Alliance director Chengdao Li said the research confirmed a long-held hypothesis and provided important evidence of limited genetic diversity in currently domesticated lupin varieties.

"Narrow-leafed lupins domesticated from a wild species to a cultivated crop in just 40 years - a very short space of time when compared with wheat and barley, which took thousands of years to evolve," professor Li said.

"Our research confirmed domestication was achieved by identifying and fixing a few naturally occurring mutants with low seed alkaloid, non-shattering pods, permeable seed and early flowering traits, necessary to create a crop suitable for large scale agriculture.

"A comparative analysis of genetic diversity - important for ongoing breeding advancement - between narrow-leafed lupin cultivars and wild species found it was significantly lacking in the domesticated lines.

"This limitation, known as a 'domestication bottleneck', is much narrower in lupins compared with wheat and barley."

The research team also identified about 1.7 million genetic variations in the lupin genome among the wild species and cultivars, known as genetic polymorphisms.

Some of these variations are potentially associated with desirable traits, such as yield, disease tolerance or drought resilience, which will provide valuable information to design a genomic breeding and selection strategy.

"With the use of the reference genome, the genetic bottleneck data and new technology, such as gene editing, plant breeders will have the information and tools to develop new species of high quality lupins directly from wild lines," professor Li said.

DPIRD deputy director general Mark Sweetingham, who was involved in the foundation research, said this scientific advancement had significant potential to advance WA's lupin and grains industry.

"Lupins provide rotation and diversification options to growers, are nitrogen fixing, reduce cereal pathogens and enhance soil structure, but ongoing yield and quality improvements are necessary to keep them a profitable part of our cropping system," Dr Sweetingham said.

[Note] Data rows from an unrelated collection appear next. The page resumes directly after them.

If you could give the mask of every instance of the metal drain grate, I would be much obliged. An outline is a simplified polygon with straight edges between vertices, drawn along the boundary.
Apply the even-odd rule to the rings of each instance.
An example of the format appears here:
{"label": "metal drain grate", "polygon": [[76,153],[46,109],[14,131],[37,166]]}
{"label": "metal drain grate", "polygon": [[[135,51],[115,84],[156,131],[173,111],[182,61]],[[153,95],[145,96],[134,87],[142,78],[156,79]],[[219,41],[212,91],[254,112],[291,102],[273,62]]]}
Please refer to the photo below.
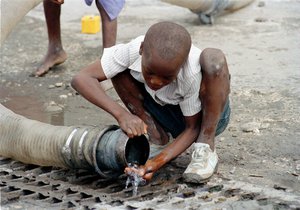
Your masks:
{"label": "metal drain grate", "polygon": [[28,165],[6,158],[0,159],[0,177],[1,206],[26,202],[43,208],[87,209],[99,203],[118,206],[132,199],[151,200],[156,195],[175,192],[180,178],[157,178],[139,187],[138,195],[133,197],[132,188],[125,189],[125,176],[107,180],[90,171]]}
{"label": "metal drain grate", "polygon": [[[300,209],[298,195],[285,194],[282,190],[270,188],[269,195],[260,194],[251,191],[253,187],[249,183],[236,188],[228,181],[213,181],[218,183],[213,186],[187,185],[181,180],[185,160],[181,159],[180,164],[176,161],[166,165],[149,184],[139,187],[138,195],[132,196],[132,188],[125,189],[125,175],[117,180],[106,180],[89,171],[28,165],[0,157],[1,207],[97,209],[99,205],[109,205],[117,209],[199,209],[200,206],[208,209],[232,206]],[[220,177],[215,175],[218,180]],[[267,192],[265,187],[259,191]],[[272,197],[274,193],[276,197]],[[290,200],[285,199],[286,196]],[[292,201],[291,198],[296,199]],[[144,205],[141,208],[140,203]]]}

"The research by the alliance is also increasing our understanding of the molecular variation in anthracnose resistance gene, which will help produce new varieties with the highest level of tolerance to the fungal disease in the field.

"Discovering more about the genetic code for lupin seed proteins may also pave the way to combat the allergen risk in lupin foods and improve protein functionality for food products."

Murdoch University Food Futures Institute pro vice-chancellor Peter Davies said lupins could provide an option to satisfying increasing global demand for more plant-based protein sources to reduce carbon emissions and aid food security.

"There has been a shift from a livestock based protein diet to a plant based diet to maintain global food sustainability," professor Davies said.

"Whole narrow-leafed lupin seeds contain 32 per cent protein and the kernel has greater than 40 pc, providing a sound base material to produce protein foods."